Thanks for re-pining this @shepmaster, I lost track of this. I've been working on address space cast fixes in the same area here: https://github.com/rust-lang/rust/pull/73270 I will try and merge the patch into the PR.
I actually expect that your changes, being more thorough, may have the possibility of making this diff obsolete (fingers crossed)
That makes sense - the "other failures down the line" - were they related to function pointer casts? I'm curious because it would be an interesting data point if that patch fixed all/majority of them.
I'm still wrestling with rustc (in particular, I believe a PlaceRef containing an LLVM Value with the wrong address space is constructed early on for a function pointer (specifically the one in https://github.com/avr-rust/rust/issues/169) but the LLVM assertion error only hits later on when the bitcast is done during operand codegen.
other failures down the line" - were they related to function pointer casts?

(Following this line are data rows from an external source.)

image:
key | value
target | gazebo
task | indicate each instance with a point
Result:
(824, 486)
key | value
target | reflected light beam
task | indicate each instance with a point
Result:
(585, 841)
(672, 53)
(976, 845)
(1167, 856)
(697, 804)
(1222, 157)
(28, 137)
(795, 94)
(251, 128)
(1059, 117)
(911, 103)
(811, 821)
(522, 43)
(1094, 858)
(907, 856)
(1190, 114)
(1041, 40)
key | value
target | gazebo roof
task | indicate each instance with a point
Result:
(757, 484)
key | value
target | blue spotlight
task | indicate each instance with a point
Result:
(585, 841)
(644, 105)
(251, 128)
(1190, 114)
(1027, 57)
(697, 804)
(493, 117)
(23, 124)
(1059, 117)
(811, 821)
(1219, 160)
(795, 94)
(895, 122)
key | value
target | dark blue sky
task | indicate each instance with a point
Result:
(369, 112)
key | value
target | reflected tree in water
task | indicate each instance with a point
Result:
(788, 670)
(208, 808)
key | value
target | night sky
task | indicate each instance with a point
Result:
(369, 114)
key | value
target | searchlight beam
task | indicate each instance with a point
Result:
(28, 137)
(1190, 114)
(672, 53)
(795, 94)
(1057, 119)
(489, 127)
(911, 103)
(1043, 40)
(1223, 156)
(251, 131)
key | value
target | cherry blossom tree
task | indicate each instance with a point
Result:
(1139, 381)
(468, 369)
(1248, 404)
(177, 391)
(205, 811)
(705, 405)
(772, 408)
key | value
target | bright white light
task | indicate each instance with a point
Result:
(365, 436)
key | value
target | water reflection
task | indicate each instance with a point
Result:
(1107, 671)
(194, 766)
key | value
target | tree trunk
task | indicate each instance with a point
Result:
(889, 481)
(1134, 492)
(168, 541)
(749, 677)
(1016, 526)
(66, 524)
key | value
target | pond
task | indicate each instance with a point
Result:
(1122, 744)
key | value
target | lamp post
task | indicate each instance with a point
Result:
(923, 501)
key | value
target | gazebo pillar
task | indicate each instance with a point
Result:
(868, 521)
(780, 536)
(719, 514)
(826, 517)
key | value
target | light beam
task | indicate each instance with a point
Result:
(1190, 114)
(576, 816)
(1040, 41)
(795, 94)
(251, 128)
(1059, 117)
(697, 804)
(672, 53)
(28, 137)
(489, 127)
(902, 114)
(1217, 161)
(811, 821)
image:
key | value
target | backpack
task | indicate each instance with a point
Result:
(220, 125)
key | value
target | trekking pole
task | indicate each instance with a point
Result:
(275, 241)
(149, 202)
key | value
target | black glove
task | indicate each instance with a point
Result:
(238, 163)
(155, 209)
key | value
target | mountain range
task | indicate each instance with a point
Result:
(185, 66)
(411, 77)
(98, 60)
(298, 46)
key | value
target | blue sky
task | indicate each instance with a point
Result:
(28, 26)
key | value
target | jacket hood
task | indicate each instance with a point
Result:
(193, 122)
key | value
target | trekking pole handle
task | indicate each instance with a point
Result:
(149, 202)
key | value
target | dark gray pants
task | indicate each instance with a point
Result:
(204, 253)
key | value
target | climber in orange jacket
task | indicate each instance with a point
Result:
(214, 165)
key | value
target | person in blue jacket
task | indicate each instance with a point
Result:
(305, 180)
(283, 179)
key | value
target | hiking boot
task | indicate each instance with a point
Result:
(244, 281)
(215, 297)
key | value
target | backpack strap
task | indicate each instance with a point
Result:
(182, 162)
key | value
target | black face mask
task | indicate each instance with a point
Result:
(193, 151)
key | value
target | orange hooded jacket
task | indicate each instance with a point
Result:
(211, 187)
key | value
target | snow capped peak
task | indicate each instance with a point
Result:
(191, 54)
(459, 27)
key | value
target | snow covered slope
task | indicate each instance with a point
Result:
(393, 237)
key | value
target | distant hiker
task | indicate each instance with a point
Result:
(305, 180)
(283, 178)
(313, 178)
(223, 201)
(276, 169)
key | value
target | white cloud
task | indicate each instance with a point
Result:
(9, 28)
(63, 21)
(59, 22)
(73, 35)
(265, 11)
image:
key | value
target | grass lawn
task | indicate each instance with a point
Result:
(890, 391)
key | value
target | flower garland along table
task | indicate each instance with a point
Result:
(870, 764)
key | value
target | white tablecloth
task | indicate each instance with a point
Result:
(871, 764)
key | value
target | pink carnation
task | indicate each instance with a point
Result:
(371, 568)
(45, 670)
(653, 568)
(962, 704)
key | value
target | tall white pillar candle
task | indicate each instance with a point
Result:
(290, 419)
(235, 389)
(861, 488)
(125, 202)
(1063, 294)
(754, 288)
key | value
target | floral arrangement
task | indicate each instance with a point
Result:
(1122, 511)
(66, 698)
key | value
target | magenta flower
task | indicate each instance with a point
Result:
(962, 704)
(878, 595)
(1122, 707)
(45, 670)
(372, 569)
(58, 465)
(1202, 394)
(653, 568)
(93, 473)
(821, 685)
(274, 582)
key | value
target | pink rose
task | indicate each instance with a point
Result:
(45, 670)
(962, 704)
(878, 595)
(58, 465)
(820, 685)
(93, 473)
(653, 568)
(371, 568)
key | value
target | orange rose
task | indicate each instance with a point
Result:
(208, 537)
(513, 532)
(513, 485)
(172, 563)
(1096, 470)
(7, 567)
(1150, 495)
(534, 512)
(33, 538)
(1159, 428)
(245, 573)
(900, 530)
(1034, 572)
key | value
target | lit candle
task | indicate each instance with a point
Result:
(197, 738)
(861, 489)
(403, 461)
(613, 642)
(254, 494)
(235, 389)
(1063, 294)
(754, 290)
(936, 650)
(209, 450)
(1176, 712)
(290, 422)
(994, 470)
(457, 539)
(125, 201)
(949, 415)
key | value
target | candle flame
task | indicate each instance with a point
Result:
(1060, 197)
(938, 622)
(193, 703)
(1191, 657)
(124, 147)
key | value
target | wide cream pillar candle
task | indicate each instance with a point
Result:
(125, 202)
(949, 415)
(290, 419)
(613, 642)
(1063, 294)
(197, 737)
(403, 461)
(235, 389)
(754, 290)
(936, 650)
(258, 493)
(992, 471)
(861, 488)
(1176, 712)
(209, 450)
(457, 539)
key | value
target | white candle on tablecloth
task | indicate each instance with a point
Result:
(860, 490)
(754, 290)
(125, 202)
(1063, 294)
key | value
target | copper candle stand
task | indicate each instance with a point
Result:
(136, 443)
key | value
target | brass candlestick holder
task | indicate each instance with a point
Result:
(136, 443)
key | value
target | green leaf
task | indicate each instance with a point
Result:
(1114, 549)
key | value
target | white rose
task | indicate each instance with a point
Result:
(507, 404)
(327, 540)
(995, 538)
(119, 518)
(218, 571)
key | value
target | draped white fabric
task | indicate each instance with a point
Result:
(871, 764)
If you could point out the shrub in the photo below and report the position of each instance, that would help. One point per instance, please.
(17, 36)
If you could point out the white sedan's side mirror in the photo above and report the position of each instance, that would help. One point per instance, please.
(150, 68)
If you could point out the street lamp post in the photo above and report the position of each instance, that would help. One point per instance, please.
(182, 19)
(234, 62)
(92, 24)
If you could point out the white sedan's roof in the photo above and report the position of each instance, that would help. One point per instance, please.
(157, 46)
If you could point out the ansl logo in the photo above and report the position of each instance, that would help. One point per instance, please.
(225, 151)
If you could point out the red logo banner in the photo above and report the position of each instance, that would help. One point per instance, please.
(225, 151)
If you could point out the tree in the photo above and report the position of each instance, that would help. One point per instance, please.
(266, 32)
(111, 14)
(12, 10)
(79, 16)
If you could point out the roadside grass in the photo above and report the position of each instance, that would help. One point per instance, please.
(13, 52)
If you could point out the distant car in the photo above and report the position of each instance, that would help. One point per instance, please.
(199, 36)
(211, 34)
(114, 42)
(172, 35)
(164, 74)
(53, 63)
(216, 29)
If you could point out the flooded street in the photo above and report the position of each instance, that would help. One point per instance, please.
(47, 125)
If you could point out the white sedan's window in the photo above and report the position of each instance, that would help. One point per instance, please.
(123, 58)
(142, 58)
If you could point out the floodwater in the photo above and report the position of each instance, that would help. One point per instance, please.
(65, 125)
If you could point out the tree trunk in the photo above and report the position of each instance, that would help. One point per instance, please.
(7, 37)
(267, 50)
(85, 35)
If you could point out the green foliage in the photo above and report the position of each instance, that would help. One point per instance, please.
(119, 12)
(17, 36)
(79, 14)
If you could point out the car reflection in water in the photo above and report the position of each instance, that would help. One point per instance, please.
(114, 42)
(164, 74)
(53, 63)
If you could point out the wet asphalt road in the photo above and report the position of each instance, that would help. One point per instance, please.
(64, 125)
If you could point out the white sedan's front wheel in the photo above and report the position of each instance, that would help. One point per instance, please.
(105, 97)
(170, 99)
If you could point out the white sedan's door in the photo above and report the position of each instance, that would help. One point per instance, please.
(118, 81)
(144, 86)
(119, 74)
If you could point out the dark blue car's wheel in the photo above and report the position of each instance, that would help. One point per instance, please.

I believe so, but it was a year ago, so my memory is fuzzy. IIRC, I was trying to get some async executors to work on AVR. Those do make use of function pointers to create a manual vtable.
FWIW, if I combine
- the diff in this issue
- your address space PR
- most of the LLVM cherry picks
Then my error when compiling libcore changes:
Assertion failed: (ExtractValueInst::getIndexedType(Agg->getType(), Idxs) == Val->getType() && "Inserted value must match indexed type!"), function init, file /Users/shep/Projects/rust/src/llvm-project/llvm/lib/IR/Instructions.cpp, line 2110.